Obstacle avoidance: To avoid any obstacle in the given environment robot1 is preprogramed to always turn to its left and robot2 is to always turn to its right at 90o angle. For example, when robot1 detected and object in the critical zone. Its reaction is to stop then backup for ten centimeters, measure front distance X2 must be greater than fifteen centimeters then make a left turn. It then moves forward for another twenty centimeters, stop, X1, X2, and X3 if no object in the critical zone makes a right turn, moves another twenty centimeters and makes a left turn to continue on its straight path. However, Robot2 turned the opposite way, right – left – right when obstacle is detected in its critical zone.
To ensure a reliable communication in the system we implemented a Bluetooth/XBee communication unit, which guarantee a constant communication link between our mobile robots and a host computer. During the exploration both the robot and a host computer constantly maintained its communication link. Transmissions of data(X1, X2, and X3) from the exploration robot are to be sent at the end of each target distance.
Communication to base station:
If multiple robots are used Enable system clock each cycle 100 milliseconds
1st system clock cycle enable transmission from robot 1
2nd system clock cycle enable transmission from robot 2
The system clock is continuously running to allow data transmission from each robot to the host computer until the end of exploration.

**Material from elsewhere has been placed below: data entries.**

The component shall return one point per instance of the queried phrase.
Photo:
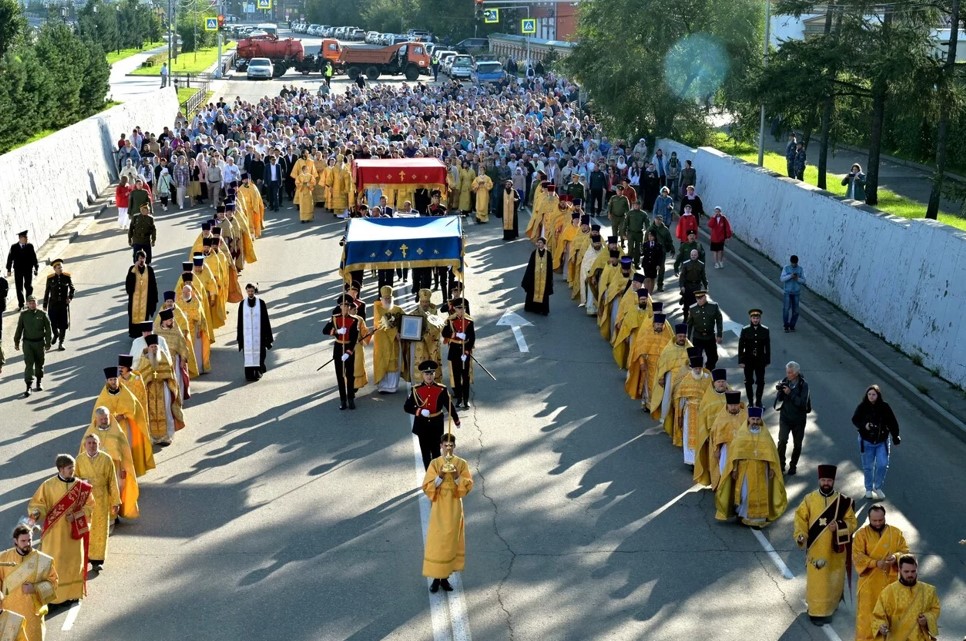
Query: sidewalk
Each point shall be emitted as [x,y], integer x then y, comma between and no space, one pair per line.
[905,178]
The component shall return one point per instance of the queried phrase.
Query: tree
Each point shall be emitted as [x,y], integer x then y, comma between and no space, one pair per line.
[12,24]
[653,66]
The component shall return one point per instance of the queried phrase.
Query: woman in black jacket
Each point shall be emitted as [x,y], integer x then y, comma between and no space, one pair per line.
[876,422]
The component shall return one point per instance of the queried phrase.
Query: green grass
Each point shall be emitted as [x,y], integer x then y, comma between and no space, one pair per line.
[114,56]
[193,62]
[889,201]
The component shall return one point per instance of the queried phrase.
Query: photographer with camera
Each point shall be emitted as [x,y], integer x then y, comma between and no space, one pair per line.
[793,405]
[876,422]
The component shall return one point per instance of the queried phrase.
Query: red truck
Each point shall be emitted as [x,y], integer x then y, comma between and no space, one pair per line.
[284,54]
[408,58]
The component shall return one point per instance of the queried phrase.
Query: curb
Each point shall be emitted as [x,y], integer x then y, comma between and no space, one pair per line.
[956,426]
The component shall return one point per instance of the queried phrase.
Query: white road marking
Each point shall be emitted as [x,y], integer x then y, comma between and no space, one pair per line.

We have tested our robots system in partial corridor environment (fig. 1). The transmission of data from the robots to the host computer was working as expected (fig. 2 show map generated from robots sensor data), as well as our robots objects avoidances capability. However the actual distances compared to measured distances are not exactly the same. The inaccuracy in measured data is contributed from system noises, the speed of the servo-based pan system, and the vibration associated with the ways servo system move. Other problems are the wheels slipping and wheels friction, which contributed, to the robots off course movement behavior.
Potential future enhancements to this project include:
-Implementing EKF-SLAM algorithm to enhance its capability and usefulness on these robots.
-Web enables to allow multiple users to access data from difference locations.
-Implementing laser scanner for more accurate measurements.
Keywords: SLAM, mobile robot, mapping, obstacle avoidance.